Wednesday, October 17, 2012

Silent lucidity

The baboons wander through here most every afternoon just before sunset. I never see them on windy days. Probably because the trees aren't close enough together and they have to travel part of the way on the ground. My theory is that they don't feel comfortable with terrestrial movement when they can't hear things that may want to eat them so they stay in the canopy.

The baboons climb up the date palms around the camp manager's cottage as the sun sets. They spend the night at the tippy tops where the leopard can't get them. Most of our other primate cousins also seek sanctuary before darkness falls because we just don't see as well at night as other creatures do.

One time-honored tradition where I grew up was lifting a couple of Old Styles from the pantry, finding a pick-up truck and shining fields for deer. If they looked into the light, the mesmerized deer had no chance of running while buzzed up high schoolers loosed arrow after unsuccessful arrow.

A man I worked with in Yakutat shot deer for Cook County, Illinois. The animals thrived on gardens, flower boxes, and parks in the Chicago area. Steve and his crew drove around the city with a silenced .223. His partner would hold the light and Steve would shoot the deer right between the yellow glowing orbs. By the time he retired, upon shooting his 1000th deer inside the city limits of one of America's largest population centers, the deer had learned to look away when they saw the light coming.

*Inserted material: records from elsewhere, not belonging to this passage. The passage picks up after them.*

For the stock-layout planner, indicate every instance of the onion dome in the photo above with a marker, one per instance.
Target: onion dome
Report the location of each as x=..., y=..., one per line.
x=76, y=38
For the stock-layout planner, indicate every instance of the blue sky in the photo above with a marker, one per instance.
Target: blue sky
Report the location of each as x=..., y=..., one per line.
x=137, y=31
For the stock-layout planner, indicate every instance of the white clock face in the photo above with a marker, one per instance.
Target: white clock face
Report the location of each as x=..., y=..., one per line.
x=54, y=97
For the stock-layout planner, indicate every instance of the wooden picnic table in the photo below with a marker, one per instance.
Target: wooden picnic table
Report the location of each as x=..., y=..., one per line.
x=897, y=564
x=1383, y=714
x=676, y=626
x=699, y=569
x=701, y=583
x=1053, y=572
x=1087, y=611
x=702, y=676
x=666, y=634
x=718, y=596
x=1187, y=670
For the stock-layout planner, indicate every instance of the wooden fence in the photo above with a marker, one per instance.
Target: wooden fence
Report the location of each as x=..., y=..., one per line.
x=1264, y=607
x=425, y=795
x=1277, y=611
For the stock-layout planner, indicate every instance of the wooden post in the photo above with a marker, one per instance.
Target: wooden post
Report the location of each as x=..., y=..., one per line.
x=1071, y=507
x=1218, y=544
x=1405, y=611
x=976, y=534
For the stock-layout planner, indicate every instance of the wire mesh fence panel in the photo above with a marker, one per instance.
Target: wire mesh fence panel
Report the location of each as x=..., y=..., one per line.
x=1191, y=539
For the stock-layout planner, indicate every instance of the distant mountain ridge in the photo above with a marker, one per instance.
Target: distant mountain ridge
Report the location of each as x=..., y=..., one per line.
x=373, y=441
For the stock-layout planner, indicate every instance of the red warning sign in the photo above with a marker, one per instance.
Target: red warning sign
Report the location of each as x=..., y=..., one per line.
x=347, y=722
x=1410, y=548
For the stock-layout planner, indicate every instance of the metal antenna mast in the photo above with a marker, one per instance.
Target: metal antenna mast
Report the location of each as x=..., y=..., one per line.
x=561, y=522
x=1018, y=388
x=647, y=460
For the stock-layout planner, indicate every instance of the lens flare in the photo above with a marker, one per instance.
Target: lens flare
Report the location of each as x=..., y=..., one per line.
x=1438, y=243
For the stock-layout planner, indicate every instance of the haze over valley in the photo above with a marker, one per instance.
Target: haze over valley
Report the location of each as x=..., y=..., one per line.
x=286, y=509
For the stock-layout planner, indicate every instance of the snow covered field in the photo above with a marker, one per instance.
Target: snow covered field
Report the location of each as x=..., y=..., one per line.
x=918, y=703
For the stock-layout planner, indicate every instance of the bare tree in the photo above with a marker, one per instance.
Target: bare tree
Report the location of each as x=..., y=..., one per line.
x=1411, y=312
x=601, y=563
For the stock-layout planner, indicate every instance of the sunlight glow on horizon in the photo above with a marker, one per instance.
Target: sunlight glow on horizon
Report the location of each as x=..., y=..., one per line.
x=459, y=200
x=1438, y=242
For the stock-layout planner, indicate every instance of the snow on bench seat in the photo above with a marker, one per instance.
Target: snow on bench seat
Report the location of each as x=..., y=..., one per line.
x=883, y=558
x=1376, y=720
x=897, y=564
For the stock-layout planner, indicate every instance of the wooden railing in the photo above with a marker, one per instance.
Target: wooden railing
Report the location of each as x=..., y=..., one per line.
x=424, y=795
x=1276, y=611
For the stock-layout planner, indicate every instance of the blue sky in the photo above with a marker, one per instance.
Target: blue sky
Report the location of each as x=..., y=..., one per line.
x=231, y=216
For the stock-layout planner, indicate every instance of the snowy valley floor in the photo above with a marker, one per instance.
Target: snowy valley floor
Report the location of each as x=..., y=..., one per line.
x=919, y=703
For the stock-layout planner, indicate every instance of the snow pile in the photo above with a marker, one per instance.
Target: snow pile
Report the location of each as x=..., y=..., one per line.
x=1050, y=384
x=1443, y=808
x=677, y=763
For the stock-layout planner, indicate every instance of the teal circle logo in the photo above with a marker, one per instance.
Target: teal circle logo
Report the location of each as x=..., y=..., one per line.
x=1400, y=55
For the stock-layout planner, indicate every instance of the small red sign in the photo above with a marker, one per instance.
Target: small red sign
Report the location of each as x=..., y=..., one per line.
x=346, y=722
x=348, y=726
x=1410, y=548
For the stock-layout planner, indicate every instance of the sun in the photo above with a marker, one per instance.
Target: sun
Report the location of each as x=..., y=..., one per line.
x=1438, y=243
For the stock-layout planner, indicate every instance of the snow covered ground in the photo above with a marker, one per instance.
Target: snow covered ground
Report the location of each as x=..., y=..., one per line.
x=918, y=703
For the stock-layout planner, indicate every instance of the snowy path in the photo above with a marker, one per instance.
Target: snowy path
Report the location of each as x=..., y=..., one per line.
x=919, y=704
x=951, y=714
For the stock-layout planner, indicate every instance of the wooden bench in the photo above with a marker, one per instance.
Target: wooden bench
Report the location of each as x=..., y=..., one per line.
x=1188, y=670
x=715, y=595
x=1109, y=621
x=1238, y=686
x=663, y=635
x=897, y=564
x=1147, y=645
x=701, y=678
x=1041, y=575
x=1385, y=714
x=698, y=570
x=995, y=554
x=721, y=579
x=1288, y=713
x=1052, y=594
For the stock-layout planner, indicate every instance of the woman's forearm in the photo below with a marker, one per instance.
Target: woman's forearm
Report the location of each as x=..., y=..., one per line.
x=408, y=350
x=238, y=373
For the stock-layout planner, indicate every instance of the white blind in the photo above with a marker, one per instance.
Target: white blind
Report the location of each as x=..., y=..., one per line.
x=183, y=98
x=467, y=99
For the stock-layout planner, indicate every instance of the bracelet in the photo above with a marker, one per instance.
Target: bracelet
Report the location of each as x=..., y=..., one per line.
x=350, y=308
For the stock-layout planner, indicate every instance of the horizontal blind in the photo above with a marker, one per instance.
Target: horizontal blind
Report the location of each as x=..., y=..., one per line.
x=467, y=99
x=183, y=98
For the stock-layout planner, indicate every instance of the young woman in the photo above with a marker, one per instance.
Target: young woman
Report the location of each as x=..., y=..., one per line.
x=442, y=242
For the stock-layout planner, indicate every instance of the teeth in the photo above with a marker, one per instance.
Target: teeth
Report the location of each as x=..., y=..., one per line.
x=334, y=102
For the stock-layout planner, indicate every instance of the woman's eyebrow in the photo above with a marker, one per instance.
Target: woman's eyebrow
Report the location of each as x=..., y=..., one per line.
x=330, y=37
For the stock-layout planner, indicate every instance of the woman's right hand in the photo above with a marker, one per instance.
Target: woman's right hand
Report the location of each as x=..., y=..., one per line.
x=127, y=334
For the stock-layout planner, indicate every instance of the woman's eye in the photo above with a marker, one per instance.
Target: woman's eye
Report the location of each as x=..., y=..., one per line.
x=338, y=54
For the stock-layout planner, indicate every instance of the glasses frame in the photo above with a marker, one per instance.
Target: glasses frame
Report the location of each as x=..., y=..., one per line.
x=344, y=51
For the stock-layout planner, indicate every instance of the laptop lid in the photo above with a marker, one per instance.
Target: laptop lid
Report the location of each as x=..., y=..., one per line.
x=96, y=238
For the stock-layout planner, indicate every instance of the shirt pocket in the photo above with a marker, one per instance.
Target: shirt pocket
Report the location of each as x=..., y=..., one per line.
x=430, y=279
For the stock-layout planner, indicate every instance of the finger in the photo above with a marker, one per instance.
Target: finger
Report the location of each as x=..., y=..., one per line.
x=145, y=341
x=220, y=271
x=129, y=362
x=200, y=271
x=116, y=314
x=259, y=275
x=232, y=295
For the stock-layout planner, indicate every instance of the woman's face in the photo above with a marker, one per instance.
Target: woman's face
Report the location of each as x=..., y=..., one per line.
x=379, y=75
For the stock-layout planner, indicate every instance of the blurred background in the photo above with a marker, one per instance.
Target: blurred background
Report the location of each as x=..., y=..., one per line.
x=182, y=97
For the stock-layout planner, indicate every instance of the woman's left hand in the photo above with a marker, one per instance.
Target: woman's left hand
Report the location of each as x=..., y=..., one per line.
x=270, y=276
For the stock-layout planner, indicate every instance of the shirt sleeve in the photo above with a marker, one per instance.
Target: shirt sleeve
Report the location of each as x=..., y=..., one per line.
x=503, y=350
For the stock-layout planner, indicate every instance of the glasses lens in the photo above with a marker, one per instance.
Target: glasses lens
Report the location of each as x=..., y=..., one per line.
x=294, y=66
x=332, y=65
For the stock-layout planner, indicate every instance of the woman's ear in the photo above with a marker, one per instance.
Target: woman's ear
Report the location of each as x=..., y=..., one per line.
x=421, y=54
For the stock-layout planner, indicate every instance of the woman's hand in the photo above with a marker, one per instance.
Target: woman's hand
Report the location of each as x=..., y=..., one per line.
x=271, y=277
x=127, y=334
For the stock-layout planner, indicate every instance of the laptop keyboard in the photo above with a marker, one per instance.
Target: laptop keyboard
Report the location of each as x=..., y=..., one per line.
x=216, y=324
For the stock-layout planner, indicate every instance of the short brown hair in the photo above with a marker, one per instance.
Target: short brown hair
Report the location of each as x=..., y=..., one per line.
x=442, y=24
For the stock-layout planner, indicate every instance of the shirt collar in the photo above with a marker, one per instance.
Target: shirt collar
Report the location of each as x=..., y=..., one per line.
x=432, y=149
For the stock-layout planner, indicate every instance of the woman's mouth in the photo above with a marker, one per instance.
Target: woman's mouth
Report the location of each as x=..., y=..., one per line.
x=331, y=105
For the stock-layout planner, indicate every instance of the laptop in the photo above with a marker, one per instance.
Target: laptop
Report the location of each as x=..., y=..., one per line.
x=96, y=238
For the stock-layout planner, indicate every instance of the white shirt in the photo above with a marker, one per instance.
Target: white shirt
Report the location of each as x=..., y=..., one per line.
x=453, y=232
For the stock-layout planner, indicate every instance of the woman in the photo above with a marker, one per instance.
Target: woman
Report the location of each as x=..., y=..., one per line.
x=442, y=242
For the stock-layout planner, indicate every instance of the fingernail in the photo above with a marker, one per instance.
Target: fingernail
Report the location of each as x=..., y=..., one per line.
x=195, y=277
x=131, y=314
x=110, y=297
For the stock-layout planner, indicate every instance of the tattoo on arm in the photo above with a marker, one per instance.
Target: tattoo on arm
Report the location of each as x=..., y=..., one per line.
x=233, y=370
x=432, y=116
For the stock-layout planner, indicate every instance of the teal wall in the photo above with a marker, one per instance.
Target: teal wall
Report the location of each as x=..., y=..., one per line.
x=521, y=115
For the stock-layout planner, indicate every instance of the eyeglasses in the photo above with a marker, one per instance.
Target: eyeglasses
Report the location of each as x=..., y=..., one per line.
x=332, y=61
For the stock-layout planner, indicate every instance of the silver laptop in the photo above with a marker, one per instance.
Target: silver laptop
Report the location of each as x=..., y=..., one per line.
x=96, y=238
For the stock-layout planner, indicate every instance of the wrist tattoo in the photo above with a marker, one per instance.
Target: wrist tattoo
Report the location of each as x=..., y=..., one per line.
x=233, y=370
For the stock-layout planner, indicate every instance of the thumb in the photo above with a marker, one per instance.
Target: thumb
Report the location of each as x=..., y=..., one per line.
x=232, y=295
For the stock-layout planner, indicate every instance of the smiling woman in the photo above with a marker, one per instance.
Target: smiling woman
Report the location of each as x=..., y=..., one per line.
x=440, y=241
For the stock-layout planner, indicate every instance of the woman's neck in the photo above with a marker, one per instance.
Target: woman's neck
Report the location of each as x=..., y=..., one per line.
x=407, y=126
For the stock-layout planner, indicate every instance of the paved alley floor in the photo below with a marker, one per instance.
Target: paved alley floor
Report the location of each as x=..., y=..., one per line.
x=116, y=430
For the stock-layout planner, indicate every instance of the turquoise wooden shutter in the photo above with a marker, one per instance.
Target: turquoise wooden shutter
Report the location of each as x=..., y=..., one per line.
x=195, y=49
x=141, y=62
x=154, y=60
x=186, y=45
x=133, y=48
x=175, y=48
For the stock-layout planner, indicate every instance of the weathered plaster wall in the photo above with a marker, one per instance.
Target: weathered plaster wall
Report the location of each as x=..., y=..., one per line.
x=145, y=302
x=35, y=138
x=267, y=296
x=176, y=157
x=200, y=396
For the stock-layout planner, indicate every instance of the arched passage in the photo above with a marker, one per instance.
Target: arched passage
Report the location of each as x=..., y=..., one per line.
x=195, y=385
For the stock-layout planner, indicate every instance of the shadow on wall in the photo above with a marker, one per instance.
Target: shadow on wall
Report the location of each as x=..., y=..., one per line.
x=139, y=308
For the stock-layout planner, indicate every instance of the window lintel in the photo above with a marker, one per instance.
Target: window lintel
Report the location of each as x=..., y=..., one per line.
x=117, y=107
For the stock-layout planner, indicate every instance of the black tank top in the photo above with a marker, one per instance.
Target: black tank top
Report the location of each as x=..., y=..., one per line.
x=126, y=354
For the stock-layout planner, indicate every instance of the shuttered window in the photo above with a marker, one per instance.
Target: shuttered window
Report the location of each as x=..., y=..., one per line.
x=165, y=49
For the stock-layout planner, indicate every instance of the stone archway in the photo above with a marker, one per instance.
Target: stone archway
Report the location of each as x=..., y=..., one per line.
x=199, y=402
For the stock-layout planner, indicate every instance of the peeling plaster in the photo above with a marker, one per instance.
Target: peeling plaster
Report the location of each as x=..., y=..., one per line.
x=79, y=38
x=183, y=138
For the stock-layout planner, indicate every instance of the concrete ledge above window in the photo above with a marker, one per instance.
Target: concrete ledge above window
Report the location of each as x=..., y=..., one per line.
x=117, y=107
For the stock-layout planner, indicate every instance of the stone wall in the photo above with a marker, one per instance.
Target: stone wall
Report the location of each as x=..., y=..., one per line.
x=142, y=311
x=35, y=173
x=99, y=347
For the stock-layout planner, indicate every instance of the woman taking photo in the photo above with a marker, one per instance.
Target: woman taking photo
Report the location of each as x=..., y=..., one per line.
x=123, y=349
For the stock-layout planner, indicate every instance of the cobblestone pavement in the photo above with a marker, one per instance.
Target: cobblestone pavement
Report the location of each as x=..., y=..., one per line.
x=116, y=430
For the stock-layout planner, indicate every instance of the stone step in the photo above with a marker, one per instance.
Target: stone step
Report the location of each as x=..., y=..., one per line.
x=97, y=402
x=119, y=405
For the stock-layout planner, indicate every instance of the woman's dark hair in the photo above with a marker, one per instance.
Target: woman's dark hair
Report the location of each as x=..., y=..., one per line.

Most of later his kills were between the ears at the back of the head.

Humans don't have a tapetum lucidum layer in the eye, but many creatures do. What the layer of cells does is reflect light back into the eye after it's bounced off the retina to increase low level light viewing.

Myth surrounds the color given off by the layer but the fact is we don't yet know why some cats eyeshine is blue while others give a green or yellow glow. I learned last week that hippos eyes appear red in the beam of one's torch.

I walked home after dinner, scanning both sides of the trail for elephants and hippos. I also shot my beam up in the likely leopard perching trees. Just as I reached the turnoff for my trail, I saw a gray form in a small clearing. At the far end was one red dot. The hippo was bedded down and facing away from me.

It started to swing around and rise in a blur. I let out a little yelp, dropped my water bottle and beat feet for the safety of Guest Cottage #10. Another ten feet and it may have had me. Luckily those fat fuckers with their stubby legs can't climb stairs. It snorted at me and continued toward the water.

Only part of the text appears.